Reply to this email directly or view it on GitHubhttps://github.com/PixarAnimationStudios/OpenSubdiv/issues/262#issuecomment-35534135 .

I think this situation absolutely requires that a really futile and stupid gesture be done on somebody's part. And we're just the guys to do it.

manuelk commented 10 years ago

We have several Newton-Raphson style implementations (Tess & Nsd): i am not lacking for a reference implementation.

The larger problem is the dependencies and assumptions that we would be dragging into OSD (the BVH, the explicit assumption of a "position" primvar, the notion of vectors...). Balanced against the somewhat narrow applicability of this code, i would rather push back on this as a core API feature for the time being (I also lack the resources to deploy and support this type of feature at the moment)

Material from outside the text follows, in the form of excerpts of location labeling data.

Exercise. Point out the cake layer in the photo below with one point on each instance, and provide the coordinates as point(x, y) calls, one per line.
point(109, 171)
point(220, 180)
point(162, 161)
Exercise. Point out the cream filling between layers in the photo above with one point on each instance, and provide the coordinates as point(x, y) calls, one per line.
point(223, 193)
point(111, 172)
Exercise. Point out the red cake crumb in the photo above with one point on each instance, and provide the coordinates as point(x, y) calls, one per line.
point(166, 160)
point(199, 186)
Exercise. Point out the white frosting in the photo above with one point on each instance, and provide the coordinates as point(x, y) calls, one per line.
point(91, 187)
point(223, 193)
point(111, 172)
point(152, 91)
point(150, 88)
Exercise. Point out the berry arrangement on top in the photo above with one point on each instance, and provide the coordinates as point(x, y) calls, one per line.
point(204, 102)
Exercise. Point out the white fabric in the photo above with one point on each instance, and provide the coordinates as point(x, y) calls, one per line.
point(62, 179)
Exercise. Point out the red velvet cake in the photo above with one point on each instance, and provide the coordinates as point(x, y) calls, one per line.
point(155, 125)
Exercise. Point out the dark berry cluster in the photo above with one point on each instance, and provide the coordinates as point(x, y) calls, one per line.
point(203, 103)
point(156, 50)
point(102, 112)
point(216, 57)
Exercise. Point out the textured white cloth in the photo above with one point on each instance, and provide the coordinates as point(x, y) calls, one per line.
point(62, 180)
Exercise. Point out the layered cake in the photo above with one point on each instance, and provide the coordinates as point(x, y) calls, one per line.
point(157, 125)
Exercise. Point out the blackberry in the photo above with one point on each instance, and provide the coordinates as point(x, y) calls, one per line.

Also: OsdUtil already provides a greedy poly-approximated intersector iirc...

blackencino commented 10 years ago

Okay! Just trying to be helpful, sorry for the noise.

On Wed, Feb 19, 2014 at 11:46 AM, Manuel Kraemer notifications@github.comwrote:

We have several Newton-Raphson style implementations (Tess & Nsd): i am not lacking for a reference implementation.

The larger problem is the dependencies and assumptions that we would be dragging into OSD (the BVH, the explicit assumption of a "position" primvar, the notion of vectors...). Balanced against the somewhat narrow applicability of this code, i would rather push back on this as a core API feature for the time being (I also lack the resources to deploy and support this type of feature at the moment)

Also: OsdUtil already provides a greedy poly-approximated intersector iirc...

Reply to this email directly or view it on GitHubhttps://github.com/PixarAnimationStudios/OpenSubdiv/issues/262#issuecomment-35539838 .

I think this situation absolutely requires that a really futile and stupid gesture be done on somebody's part. And we're just the guys to do it.

manuelk commented 10 years ago

It's not noise at all: i don't think i have looked at Emld yet and will definitely do so before writing any new code now that i am aware of it. Thank you for bringing it to my attention :)

I have also received multiple requests for adding projection & intersection code in OSD, so there clearly is a set of features that should be implemented. I am just trying to defend my current position that OSD may not be the right place to address it. There is also long-term work afoot to refactor the topological analysis code, so this may be one way to expose some parts of the features that would be required, with client-code being on the hook to provide the rest.

Incidentally: ptex texel projection is the original problem that got me into this subdivision mess in the first place, so i do have some skin in the game.

manuelk commented 10 years ago

no new input for a while: moving this to the archives...

raw915 commented 6 years ago

What is the status of this? I know how to use Newton-Raphson iteration to solve for the central location point between two near or intersecting convex hull surfaces represented by bicubic B-splines. But the bookkeeping becomes overwhelming when the point is near an extraordinary vertex and subdivision is required. It appears that bookkeeping issues have been resolved in OpenSubdiv, so it would be good to have an API attached to OpenSubdiv to accomplish something like this.

blackencino said, "There's a bicubic intersection routine (of sorts) in Emld at Pixar (the open-source part, so I'm allowed to talk about it). It is indeed an iterative solver that uses Newton-Raphson before giving up and doing recursive catmull-clark, but it gets the job done. Even if it's a fallback, it would not be bad to have it in OpenSubd, no?

I can point you towards the code, if you're interested."

What is Emld? I can't find any references to it. Can someone point me towards the code if it exists?